The readings for the Solemnity of the Ascension of our Lord can be found here on the USCCB website.


This week, the liturgical calendar places us at the uneasy time that lies between the ascension of Jesus and the disciples’ reception of the Holy Spirit in Pentecost. Today’s gospel of Mark has Jesus commission his disciples “to proclaim the gospel to every creature.” After doing so, it describes Jesus as “taken up into heaven [where he] took his seat at the right hand of God.” After Jesus left them, Mark then simply states that his disciples “went forth and preached everywhere.”

I appreciate Mark’s economy with words. And yet, today’s gospel reading is another one of those moments when things just happen too quickly in the text. From that perspective, this week the liturgical calendar invites us to pay attention to the time, long or short, that lies between Jesus’ sending forth of his early followers and their reception of the Spirit that lovingly assures them—and with them, us—of the necessary gifts to carry out their mission.
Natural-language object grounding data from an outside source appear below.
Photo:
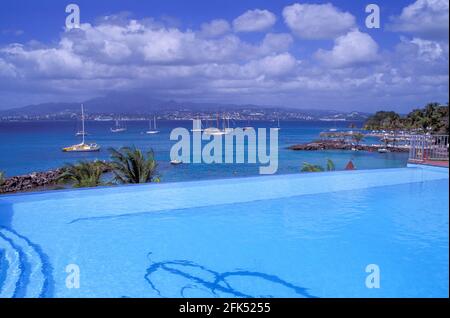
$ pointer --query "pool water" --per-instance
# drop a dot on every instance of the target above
(306, 235)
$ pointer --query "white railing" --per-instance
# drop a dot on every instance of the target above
(429, 147)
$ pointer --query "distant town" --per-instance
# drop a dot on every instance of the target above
(244, 114)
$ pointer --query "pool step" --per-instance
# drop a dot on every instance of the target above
(13, 271)
(25, 276)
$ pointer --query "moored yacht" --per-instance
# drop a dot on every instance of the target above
(83, 146)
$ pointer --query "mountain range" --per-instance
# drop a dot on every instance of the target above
(127, 104)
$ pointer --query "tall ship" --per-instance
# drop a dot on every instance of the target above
(152, 130)
(118, 127)
(83, 146)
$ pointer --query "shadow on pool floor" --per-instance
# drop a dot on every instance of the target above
(214, 283)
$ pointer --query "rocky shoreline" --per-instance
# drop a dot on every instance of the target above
(338, 145)
(30, 181)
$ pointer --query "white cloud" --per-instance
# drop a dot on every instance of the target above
(254, 21)
(276, 42)
(317, 21)
(169, 62)
(215, 28)
(350, 49)
(425, 18)
(428, 50)
(275, 65)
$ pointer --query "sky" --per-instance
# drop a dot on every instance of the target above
(302, 54)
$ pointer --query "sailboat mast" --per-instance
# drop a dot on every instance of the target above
(82, 122)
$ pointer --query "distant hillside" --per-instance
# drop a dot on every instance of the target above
(132, 104)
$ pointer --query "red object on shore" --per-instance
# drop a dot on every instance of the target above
(350, 166)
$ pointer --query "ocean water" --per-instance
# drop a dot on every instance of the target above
(36, 146)
(304, 235)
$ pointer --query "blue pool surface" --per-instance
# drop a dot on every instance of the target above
(304, 235)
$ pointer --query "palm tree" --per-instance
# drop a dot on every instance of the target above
(131, 165)
(330, 165)
(2, 178)
(307, 167)
(84, 174)
(357, 138)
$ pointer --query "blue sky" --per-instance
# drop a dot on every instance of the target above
(304, 54)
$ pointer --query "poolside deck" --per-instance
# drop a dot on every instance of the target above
(434, 163)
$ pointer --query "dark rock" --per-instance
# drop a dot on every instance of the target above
(30, 181)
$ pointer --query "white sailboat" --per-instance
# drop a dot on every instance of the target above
(216, 131)
(83, 146)
(197, 129)
(152, 131)
(81, 132)
(278, 124)
(118, 128)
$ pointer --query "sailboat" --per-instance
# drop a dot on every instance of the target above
(118, 128)
(152, 131)
(216, 131)
(197, 129)
(81, 132)
(248, 127)
(278, 124)
(83, 146)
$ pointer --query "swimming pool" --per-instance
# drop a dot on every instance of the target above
(306, 235)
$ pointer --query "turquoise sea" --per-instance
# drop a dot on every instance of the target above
(36, 146)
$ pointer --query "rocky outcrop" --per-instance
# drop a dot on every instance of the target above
(338, 145)
(30, 181)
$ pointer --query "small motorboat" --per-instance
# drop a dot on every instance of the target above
(93, 147)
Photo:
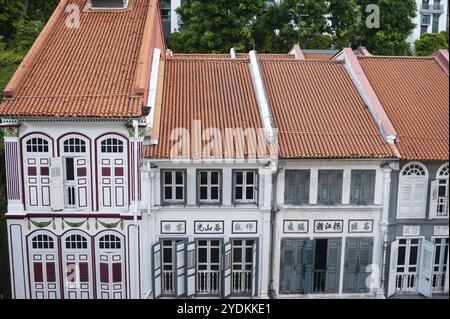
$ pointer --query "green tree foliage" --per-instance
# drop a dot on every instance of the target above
(345, 16)
(395, 26)
(290, 22)
(431, 42)
(216, 26)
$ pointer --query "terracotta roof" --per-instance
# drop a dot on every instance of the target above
(319, 113)
(89, 71)
(218, 93)
(318, 56)
(415, 95)
(199, 56)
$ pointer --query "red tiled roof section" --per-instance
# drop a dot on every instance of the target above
(318, 56)
(87, 71)
(414, 94)
(319, 113)
(217, 93)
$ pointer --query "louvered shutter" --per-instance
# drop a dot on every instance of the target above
(56, 184)
(333, 258)
(308, 283)
(434, 198)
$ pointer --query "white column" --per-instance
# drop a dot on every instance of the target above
(265, 256)
(346, 186)
(313, 186)
(17, 260)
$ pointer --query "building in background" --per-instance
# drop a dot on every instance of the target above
(432, 17)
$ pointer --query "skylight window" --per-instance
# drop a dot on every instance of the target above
(109, 4)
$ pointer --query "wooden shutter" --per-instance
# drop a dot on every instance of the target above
(104, 273)
(227, 270)
(434, 198)
(419, 198)
(190, 269)
(37, 269)
(157, 271)
(333, 258)
(290, 192)
(425, 282)
(364, 260)
(308, 282)
(392, 282)
(351, 265)
(180, 268)
(405, 198)
(287, 266)
(56, 184)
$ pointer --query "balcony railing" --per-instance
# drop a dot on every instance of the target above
(242, 281)
(438, 281)
(319, 280)
(168, 284)
(432, 7)
(208, 282)
(442, 209)
(70, 195)
(406, 282)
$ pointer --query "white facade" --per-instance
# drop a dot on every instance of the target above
(349, 223)
(432, 17)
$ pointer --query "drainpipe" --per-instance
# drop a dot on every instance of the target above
(273, 227)
(136, 206)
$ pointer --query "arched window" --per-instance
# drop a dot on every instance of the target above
(37, 153)
(439, 193)
(76, 242)
(443, 171)
(37, 145)
(414, 170)
(74, 145)
(42, 241)
(112, 145)
(109, 242)
(412, 192)
(112, 161)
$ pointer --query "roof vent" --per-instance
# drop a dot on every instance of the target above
(109, 4)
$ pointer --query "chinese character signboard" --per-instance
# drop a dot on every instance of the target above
(173, 227)
(244, 227)
(208, 227)
(295, 226)
(328, 226)
(360, 226)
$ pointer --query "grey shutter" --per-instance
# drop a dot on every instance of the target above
(299, 270)
(356, 187)
(365, 259)
(333, 258)
(290, 193)
(287, 266)
(335, 187)
(227, 270)
(308, 261)
(351, 265)
(157, 270)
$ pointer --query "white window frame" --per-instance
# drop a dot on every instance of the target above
(209, 186)
(173, 186)
(40, 182)
(112, 182)
(412, 178)
(443, 261)
(442, 180)
(76, 156)
(244, 185)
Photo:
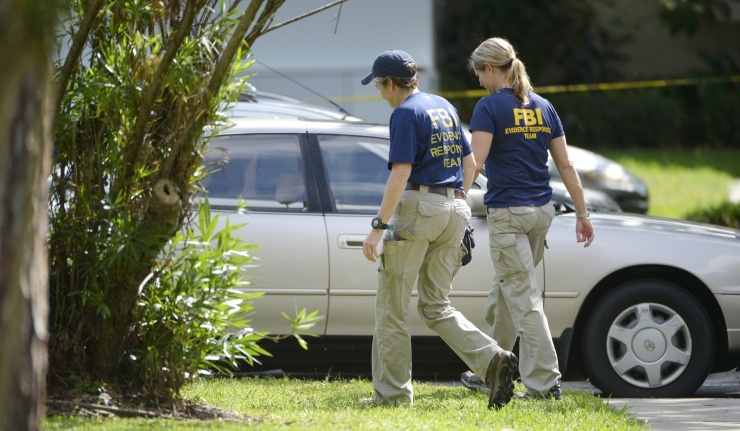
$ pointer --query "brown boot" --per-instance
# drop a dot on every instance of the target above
(500, 378)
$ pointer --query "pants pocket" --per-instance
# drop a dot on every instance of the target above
(505, 255)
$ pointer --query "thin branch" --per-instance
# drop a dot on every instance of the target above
(153, 90)
(305, 15)
(219, 72)
(73, 56)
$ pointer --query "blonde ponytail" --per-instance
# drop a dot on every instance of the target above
(500, 53)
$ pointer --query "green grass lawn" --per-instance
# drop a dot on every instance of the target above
(681, 181)
(290, 404)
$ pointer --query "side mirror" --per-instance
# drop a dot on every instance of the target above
(475, 202)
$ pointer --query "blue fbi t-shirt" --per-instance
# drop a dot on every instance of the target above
(516, 165)
(425, 131)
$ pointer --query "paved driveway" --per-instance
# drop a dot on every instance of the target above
(715, 406)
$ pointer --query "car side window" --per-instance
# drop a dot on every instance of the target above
(357, 168)
(264, 170)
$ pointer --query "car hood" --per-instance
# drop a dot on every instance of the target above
(664, 225)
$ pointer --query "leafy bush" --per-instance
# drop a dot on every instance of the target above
(619, 118)
(193, 316)
(727, 214)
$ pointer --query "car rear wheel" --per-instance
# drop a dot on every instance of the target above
(648, 338)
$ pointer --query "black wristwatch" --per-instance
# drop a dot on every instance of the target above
(377, 223)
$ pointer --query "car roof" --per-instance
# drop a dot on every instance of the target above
(269, 105)
(290, 125)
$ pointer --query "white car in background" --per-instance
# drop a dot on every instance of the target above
(648, 310)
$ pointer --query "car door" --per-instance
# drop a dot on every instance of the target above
(283, 217)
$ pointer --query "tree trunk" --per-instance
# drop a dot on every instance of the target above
(25, 147)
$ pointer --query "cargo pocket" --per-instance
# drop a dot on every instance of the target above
(505, 254)
(431, 209)
(395, 252)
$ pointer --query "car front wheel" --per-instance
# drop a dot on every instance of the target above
(648, 338)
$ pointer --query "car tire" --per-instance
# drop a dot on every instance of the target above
(648, 338)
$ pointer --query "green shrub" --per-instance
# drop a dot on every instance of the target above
(726, 214)
(192, 313)
(628, 118)
(719, 107)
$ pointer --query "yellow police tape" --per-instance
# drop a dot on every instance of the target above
(551, 89)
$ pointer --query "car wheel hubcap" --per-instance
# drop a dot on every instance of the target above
(649, 345)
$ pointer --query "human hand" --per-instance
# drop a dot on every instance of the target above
(585, 231)
(370, 244)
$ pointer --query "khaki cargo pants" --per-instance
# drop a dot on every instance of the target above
(428, 229)
(515, 305)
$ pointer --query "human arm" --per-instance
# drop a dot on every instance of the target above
(394, 189)
(559, 152)
(481, 143)
(469, 171)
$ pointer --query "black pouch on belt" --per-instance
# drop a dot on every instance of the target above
(469, 243)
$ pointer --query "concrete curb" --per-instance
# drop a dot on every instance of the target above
(734, 195)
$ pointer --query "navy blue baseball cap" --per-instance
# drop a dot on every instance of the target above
(391, 63)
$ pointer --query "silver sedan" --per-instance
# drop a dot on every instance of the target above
(649, 310)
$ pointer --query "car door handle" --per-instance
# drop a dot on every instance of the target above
(350, 241)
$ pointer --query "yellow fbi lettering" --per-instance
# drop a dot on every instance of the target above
(529, 122)
(445, 116)
(530, 117)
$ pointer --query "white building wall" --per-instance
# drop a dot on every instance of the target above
(330, 58)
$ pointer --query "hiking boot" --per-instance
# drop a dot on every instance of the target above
(500, 378)
(555, 393)
(471, 381)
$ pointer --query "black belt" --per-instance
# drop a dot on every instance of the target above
(437, 190)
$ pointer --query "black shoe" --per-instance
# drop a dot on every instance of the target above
(500, 378)
(555, 393)
(552, 394)
(471, 381)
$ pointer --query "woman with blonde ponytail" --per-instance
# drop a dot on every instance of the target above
(513, 129)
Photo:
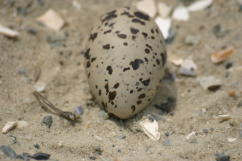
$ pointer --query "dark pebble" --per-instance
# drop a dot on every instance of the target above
(222, 157)
(8, 151)
(32, 31)
(79, 110)
(47, 120)
(172, 36)
(167, 105)
(41, 156)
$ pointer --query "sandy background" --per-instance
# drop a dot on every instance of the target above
(55, 58)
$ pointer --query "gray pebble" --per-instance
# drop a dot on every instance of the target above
(192, 40)
(219, 31)
(103, 115)
(8, 151)
(222, 157)
(47, 120)
(79, 110)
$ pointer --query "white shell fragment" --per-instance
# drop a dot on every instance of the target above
(164, 25)
(9, 126)
(147, 6)
(181, 13)
(200, 5)
(8, 32)
(52, 20)
(150, 128)
(164, 10)
(209, 83)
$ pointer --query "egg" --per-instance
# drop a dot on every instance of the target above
(125, 58)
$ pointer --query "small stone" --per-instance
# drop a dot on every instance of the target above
(222, 55)
(192, 40)
(32, 31)
(8, 151)
(52, 20)
(79, 110)
(188, 68)
(222, 157)
(103, 115)
(205, 131)
(209, 83)
(47, 120)
(41, 156)
(9, 126)
(219, 31)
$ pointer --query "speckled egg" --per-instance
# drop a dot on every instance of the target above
(124, 60)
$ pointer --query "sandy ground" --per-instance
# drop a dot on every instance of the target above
(55, 58)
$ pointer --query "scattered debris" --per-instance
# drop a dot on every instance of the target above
(52, 20)
(175, 60)
(190, 135)
(222, 55)
(219, 31)
(188, 68)
(8, 32)
(164, 25)
(40, 86)
(9, 126)
(209, 83)
(192, 40)
(181, 13)
(49, 107)
(47, 120)
(164, 10)
(230, 139)
(200, 5)
(8, 151)
(222, 157)
(41, 156)
(79, 110)
(147, 6)
(150, 128)
(223, 118)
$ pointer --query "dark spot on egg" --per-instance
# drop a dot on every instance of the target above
(141, 15)
(112, 95)
(136, 20)
(146, 82)
(109, 69)
(136, 63)
(134, 30)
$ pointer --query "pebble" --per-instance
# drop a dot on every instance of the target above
(219, 31)
(103, 115)
(209, 83)
(192, 40)
(8, 151)
(188, 68)
(47, 120)
(168, 104)
(222, 55)
(9, 126)
(79, 110)
(222, 157)
(41, 156)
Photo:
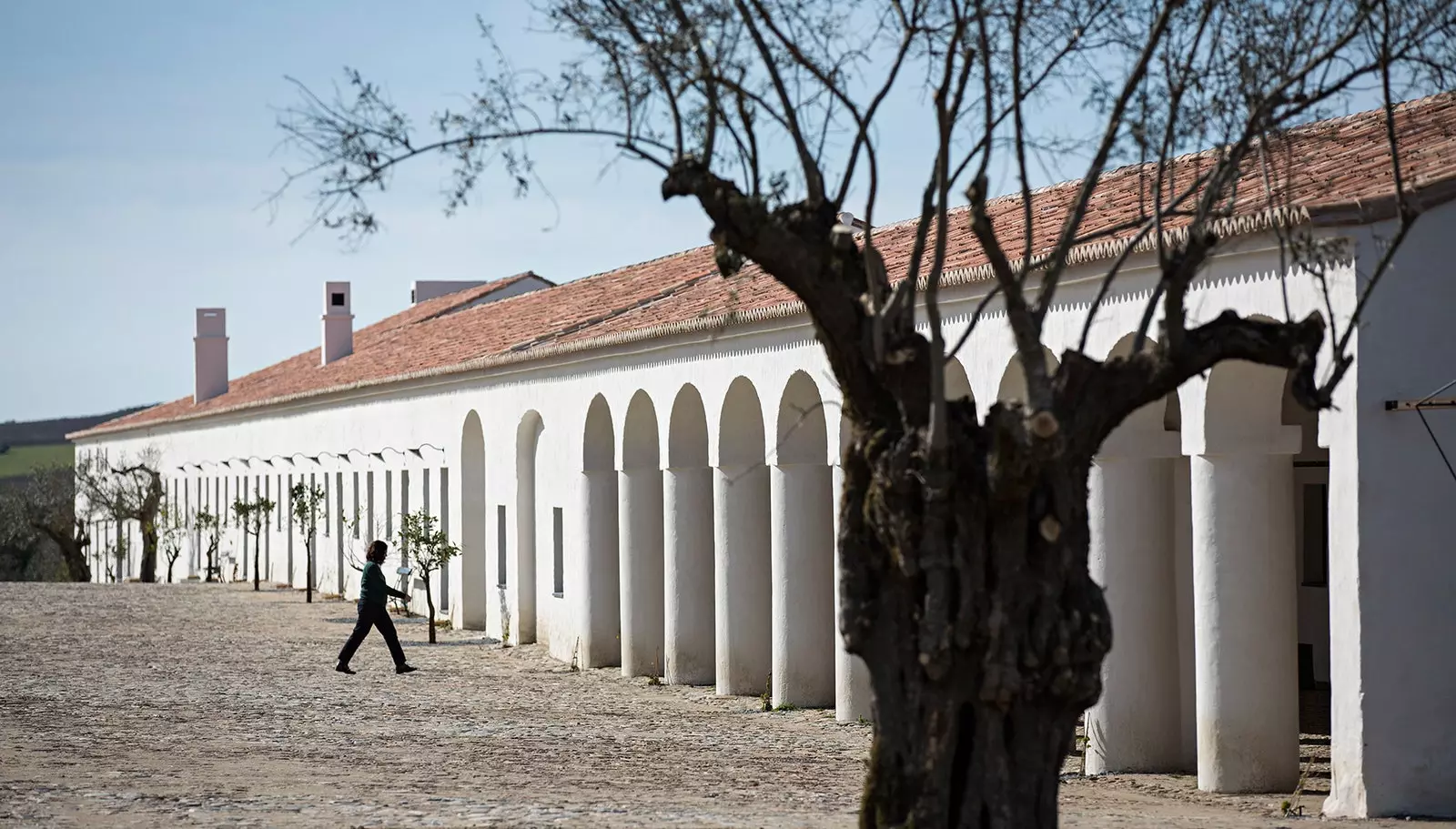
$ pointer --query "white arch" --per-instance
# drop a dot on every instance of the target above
(688, 503)
(957, 385)
(528, 441)
(1014, 378)
(473, 581)
(742, 545)
(640, 523)
(803, 551)
(601, 599)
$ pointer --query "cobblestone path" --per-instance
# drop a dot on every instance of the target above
(210, 705)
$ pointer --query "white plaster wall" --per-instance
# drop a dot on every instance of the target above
(1392, 570)
(390, 421)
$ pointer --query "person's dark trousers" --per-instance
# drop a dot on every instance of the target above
(373, 617)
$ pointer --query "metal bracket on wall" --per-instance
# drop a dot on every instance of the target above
(1416, 405)
(1419, 407)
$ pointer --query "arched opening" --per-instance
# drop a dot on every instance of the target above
(688, 499)
(641, 541)
(601, 595)
(957, 385)
(528, 441)
(803, 554)
(1310, 472)
(1139, 722)
(1245, 583)
(742, 543)
(473, 581)
(1014, 379)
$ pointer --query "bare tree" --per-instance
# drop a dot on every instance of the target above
(429, 548)
(174, 528)
(308, 504)
(46, 506)
(128, 490)
(963, 541)
(252, 516)
(208, 529)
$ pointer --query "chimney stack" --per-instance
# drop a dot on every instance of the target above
(210, 350)
(339, 322)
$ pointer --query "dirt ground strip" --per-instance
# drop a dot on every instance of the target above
(211, 705)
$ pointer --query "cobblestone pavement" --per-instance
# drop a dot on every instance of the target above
(210, 705)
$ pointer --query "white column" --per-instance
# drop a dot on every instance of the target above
(688, 581)
(1245, 620)
(742, 579)
(852, 690)
(641, 547)
(804, 615)
(601, 599)
(1136, 724)
(1183, 579)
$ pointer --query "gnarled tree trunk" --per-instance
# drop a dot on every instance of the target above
(965, 588)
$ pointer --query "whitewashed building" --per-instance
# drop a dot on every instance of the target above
(640, 472)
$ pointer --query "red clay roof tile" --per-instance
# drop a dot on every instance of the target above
(1330, 164)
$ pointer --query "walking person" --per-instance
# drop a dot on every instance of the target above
(373, 613)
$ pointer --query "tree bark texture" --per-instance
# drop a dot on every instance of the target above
(73, 548)
(965, 545)
(430, 605)
(308, 588)
(147, 518)
(967, 593)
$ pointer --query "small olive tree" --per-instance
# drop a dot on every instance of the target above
(427, 547)
(172, 529)
(208, 528)
(308, 506)
(252, 516)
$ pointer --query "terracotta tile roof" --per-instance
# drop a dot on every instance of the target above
(1330, 171)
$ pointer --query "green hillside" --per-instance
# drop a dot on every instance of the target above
(22, 460)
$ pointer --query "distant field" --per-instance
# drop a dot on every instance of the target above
(22, 460)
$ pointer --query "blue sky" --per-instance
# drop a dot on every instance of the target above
(138, 142)
(138, 146)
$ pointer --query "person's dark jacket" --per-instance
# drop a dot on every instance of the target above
(373, 589)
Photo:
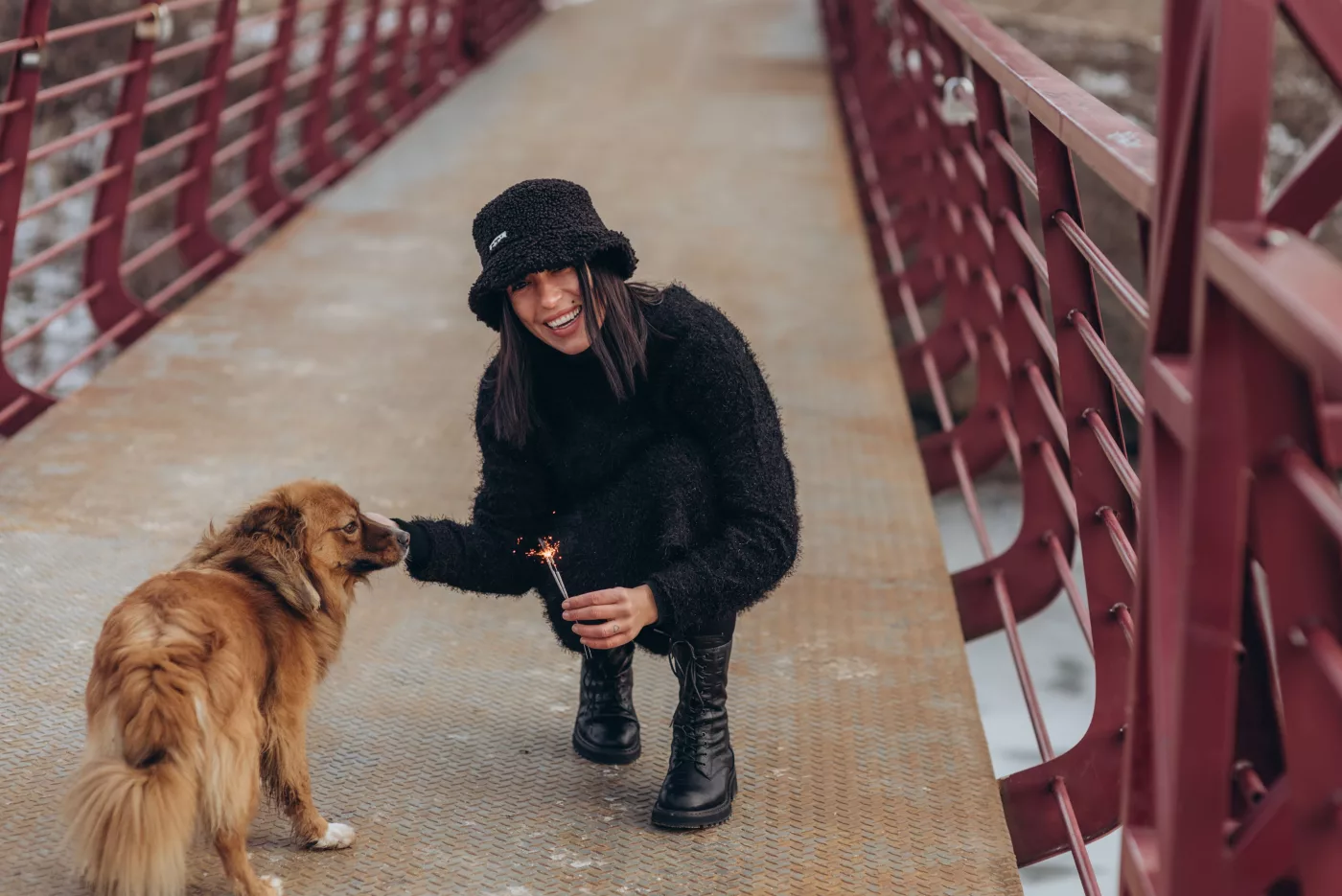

In its wisdom, the Church has kept the original, longer, and shorter endings to the gospel of Mark. Its discernment gifts us today with a sense of the faith and the fear that Jesus’ early followers and their communities experienced. Today’s gospel reading picks up from the original ending (in Mk 16:8), which gives us an honest assessment of the disciple’s reaction after they received news of Jesus’ resurrection: “they went out and fled from the tomb, seized with trembling and bewilderment. They said nothing to anyone, for they were afraid.” Their fleeing, silence, and fear will eventually give way, once they have received the Spirit, to unity, proclamation, and faith. But what happens in between those experiences? The Gospel of Mark is itself silent on that moment, but the first reading hints at it.

Today’s first reading tells us of the disciples’ ongoing formation at the hands of the resurrected Jesus. There, his ascension marks the completion of their formation and his promise that they will receive the Holy Spirit. The book of Acts marks the fulfillment of that promise with these words simply: “When the time for Pentecost was fulfilled” (Acts 2:1) While the disciples’ fear after Jesus’ resurrection eventually gives way to the fullness of faith in the Spirit, the time in between has me appreciate a wager that both Jesus and his disciples make in each other. Jesus trusts that his disciples are ready enough and leaves them. Their formation is complete. His disciples trust that Jesus’ promise will come to pass. That the power to act towards their mission will come “in a few days (when they) will be baptized with the Holy Spirit.” (Acts 1:5)

While many in our faith communities are celebrating the gradual end to the Covid pandemic (and rightly so), many more are still mindful of tasks that feel even more impossible than ever: immigration reform and the end of our country’s ongoing racism epidemic. It is as if not even the pandemic’s horrific toll in our lives and our communities has managed to move our hearts. This moment in our lives echoes the in-between time that Jesus’ disciples experienced. With many fellow disciples today, I am conscious of the enormity of the task ahead. Proclaiming the Good News of God’s love amidst such brutal, grinding, sinful realities seems impossible, as does our liberation from them. And yet, today’s readings remind us, if gently, that we have the gifts that we need to take up our mission as a community of disciples, even when we know that we may not see it to its completion. The disciples’ wager in Jesus ended in Pentecost. Jesus’ wager in us continues.